Last week, a newspaper in Boulder, Colorado published a letter to the editor that advocated violent attacks on the oil and gas industry and suggested that those opposed to fracking “have a moral responsibility to blow up wells and eliminate fracking and workers.”
As egregious as that letter was, the response from the editorial board of the Daily Camera was significantly worse. While the online version of letter was edited to take out the direct calls to “eliminate” workers, it still urged people to “take action to dissuade frackers from operating here,” citing a Canadian “who fought back by pouring cement down wellheads and blew up wells.”
An editor’s note that accompanied the letter said, in part, “The Camera does not condone or endorse violence or property destruction of any kind. However, the letter presents a philosophical question the Camera believes is worthy of community conversation in the context of the ongoing discussion over fracking.”

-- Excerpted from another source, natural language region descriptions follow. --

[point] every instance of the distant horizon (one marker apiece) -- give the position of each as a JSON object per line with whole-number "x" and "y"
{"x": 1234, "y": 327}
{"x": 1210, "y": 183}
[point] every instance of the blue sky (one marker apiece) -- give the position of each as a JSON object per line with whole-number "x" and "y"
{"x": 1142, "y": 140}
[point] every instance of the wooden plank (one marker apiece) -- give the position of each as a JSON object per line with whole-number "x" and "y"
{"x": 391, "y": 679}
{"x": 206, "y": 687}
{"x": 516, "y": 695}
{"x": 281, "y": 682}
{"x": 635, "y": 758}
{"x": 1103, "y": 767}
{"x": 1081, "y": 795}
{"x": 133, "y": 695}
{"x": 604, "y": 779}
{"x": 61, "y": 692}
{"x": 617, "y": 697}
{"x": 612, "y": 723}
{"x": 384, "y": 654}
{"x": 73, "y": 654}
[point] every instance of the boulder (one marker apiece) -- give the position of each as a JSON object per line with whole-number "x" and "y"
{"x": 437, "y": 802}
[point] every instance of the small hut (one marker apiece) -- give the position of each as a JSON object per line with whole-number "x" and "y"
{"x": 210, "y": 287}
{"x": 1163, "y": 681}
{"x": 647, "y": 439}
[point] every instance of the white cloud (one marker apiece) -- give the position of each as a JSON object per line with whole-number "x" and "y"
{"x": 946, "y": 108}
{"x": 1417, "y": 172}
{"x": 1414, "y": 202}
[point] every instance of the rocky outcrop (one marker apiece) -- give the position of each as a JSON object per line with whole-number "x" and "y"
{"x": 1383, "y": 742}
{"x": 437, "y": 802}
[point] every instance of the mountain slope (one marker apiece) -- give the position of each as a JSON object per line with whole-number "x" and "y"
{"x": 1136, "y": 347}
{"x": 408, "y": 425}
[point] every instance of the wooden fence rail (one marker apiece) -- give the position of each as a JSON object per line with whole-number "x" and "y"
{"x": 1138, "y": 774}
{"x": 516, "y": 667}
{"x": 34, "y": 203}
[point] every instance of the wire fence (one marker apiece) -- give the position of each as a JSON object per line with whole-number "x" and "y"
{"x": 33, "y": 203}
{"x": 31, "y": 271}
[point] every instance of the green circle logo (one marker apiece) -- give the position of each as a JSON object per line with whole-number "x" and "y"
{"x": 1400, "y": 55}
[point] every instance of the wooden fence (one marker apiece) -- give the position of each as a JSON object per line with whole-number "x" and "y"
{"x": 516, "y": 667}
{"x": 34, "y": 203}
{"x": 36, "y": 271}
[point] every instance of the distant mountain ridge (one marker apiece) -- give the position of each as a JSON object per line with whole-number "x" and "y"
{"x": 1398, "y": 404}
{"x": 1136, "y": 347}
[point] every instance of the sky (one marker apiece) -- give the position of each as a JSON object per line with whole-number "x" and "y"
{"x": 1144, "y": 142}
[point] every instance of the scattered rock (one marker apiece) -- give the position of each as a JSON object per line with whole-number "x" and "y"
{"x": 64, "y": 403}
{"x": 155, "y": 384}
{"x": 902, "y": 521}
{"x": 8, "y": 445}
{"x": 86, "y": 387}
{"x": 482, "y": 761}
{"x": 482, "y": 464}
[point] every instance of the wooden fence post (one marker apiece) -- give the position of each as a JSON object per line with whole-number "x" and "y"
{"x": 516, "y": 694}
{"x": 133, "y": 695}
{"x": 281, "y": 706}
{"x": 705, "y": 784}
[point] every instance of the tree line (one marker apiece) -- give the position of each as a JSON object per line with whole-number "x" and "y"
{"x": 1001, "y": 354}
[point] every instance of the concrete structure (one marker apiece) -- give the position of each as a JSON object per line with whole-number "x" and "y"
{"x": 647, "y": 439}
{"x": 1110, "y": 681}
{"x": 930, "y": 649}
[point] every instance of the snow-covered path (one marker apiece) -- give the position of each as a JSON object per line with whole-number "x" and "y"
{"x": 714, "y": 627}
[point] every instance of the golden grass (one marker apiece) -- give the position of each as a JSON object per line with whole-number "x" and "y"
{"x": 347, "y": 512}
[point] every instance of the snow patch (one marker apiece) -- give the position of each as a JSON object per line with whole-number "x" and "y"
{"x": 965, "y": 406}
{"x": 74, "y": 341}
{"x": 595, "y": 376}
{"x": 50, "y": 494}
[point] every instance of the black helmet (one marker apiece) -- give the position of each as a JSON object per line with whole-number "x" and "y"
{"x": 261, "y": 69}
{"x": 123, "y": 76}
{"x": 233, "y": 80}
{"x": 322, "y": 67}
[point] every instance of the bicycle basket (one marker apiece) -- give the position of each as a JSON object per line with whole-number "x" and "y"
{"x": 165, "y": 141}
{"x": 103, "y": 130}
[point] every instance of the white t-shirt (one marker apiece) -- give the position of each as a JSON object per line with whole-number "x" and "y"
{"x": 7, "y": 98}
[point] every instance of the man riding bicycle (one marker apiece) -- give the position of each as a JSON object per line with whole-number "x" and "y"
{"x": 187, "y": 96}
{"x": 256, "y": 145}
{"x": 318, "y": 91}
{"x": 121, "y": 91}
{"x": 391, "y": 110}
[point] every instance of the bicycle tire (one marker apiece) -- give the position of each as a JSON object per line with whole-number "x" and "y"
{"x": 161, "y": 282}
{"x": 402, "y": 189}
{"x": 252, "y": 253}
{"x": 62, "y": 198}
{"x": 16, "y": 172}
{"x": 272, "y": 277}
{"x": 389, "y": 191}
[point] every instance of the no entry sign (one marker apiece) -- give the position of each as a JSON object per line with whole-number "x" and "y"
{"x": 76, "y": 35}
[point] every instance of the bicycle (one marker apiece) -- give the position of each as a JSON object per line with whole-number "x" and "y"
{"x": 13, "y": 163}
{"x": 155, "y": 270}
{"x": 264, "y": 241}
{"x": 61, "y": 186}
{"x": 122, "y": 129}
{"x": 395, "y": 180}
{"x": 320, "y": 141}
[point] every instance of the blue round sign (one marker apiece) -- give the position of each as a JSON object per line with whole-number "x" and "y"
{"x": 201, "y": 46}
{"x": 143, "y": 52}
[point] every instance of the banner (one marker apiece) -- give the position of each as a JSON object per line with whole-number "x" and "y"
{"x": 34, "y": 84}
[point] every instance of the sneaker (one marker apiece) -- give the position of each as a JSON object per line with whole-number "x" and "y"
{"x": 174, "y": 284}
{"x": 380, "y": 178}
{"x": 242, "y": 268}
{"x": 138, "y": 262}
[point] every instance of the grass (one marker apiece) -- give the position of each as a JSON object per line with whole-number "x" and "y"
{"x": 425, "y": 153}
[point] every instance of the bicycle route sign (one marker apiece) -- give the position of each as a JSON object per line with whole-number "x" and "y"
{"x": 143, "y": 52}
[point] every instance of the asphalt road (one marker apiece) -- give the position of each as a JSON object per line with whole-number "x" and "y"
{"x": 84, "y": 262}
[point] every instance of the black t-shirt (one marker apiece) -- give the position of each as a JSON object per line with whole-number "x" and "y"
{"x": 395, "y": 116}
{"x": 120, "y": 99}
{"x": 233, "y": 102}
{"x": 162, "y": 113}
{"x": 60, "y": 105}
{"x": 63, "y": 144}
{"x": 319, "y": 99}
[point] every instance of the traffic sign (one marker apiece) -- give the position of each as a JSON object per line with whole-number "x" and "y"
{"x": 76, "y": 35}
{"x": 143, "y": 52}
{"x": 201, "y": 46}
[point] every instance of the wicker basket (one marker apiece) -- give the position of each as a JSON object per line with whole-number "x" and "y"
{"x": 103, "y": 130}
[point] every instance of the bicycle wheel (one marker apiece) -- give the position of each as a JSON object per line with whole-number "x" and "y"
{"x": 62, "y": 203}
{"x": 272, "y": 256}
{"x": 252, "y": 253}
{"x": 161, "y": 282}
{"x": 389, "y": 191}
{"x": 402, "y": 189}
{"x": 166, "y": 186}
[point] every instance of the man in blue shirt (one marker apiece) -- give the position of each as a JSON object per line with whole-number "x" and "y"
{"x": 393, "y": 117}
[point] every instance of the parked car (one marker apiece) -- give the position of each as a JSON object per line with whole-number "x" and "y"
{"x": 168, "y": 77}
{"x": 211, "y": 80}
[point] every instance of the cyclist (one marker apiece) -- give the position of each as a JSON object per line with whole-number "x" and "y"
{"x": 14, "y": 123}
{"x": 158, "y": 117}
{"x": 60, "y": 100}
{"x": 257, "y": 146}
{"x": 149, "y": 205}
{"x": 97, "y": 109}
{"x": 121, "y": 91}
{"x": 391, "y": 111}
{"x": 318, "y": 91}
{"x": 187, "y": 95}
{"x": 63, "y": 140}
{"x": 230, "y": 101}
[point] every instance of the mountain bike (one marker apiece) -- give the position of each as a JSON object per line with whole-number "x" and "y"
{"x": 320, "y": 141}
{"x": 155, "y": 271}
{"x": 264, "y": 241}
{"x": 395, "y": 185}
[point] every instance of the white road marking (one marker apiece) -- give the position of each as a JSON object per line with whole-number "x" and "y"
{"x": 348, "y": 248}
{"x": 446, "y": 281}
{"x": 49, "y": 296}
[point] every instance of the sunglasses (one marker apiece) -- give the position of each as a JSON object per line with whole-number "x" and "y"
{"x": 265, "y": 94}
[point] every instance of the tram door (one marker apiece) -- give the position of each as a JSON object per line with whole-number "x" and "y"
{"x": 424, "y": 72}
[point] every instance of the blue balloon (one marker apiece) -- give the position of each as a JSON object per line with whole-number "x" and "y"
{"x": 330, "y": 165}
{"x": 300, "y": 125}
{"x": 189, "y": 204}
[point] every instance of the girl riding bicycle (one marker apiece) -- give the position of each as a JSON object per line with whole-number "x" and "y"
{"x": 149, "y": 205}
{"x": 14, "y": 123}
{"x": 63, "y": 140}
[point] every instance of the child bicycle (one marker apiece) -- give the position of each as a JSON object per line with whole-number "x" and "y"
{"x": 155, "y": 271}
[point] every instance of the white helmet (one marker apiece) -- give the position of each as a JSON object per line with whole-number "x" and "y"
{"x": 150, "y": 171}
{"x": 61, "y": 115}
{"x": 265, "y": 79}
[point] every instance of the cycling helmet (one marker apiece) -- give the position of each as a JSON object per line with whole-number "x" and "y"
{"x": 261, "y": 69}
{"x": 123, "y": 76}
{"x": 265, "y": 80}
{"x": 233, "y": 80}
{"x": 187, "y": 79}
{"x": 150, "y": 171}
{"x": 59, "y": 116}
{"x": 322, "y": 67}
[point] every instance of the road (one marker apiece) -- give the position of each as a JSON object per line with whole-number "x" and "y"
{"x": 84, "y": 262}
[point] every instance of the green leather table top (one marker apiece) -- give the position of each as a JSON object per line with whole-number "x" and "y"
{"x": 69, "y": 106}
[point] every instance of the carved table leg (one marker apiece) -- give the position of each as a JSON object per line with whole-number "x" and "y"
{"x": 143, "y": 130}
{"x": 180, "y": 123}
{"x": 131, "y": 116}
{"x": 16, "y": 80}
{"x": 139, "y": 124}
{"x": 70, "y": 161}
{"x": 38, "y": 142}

According to Camera’s Editorial Page Editor Dave Krieger, that philosophical question is “whether it was appropriate in a free-speech zone to permit advocacy of a position that law-breaking, and even violence, was justifiable to oppose a perceived moral wrong, in this case, oil drilling in or near residential neighborhoods that oppose it.” Apparently, they believe it is.
“After considerable conversation,” he wrote, “we decided that the philosophical question [of advocating ecoterrorism and violence against oil and gas employees] is indeed appropriate and topical.”
In a subsequent email exchange with the Daily Caller, the Camera’s Executive Editor Kevin Kaufman doubled down arguing that environmental activists who commit acts of violence against industry employees are as morally justified as the U.S. was in bombing Syria last month.
“So it’s ok for the U.S., currently under the leadership of a right-leaning president, to take violent action on moral grounds, but it is not ok for citizens of Boulder County to ask fellow citizens to consider even violent actions?” Kaufman asked.
What is particularly troubling about the stance the paper is taking on ecoterrorism is that it comes directly from the terrorist playbook of the Deep Green Resistance, which advocates rampant ecoterrorism to “dismantle the industrial energy infrastructure as rapidly as possible” and bring about a decline in the human population.
In this alternate future, aboveground activists … push for acceptance and normalization of more militant and radical tactics where appropriate. They vocally support sabotage when it occurs. More moderate advocacy groups use the occurrence of sabotage to criticize those in power for failing to take action on critical issues like climate change rather than criticizing the saboteurs.
They argue that sabotage would not be necessary if civil society would make a reasonable response to social and ecological problems … They do not side with those in power against the saboteurs, but argue that the situation is serious enough to make such action legitimate, even though they have personally chosen a different course.
Unfortunately, as both the letter-writer and the Daily Camera editorial board make clear, this is no longer an “alternate future”—it is the present day.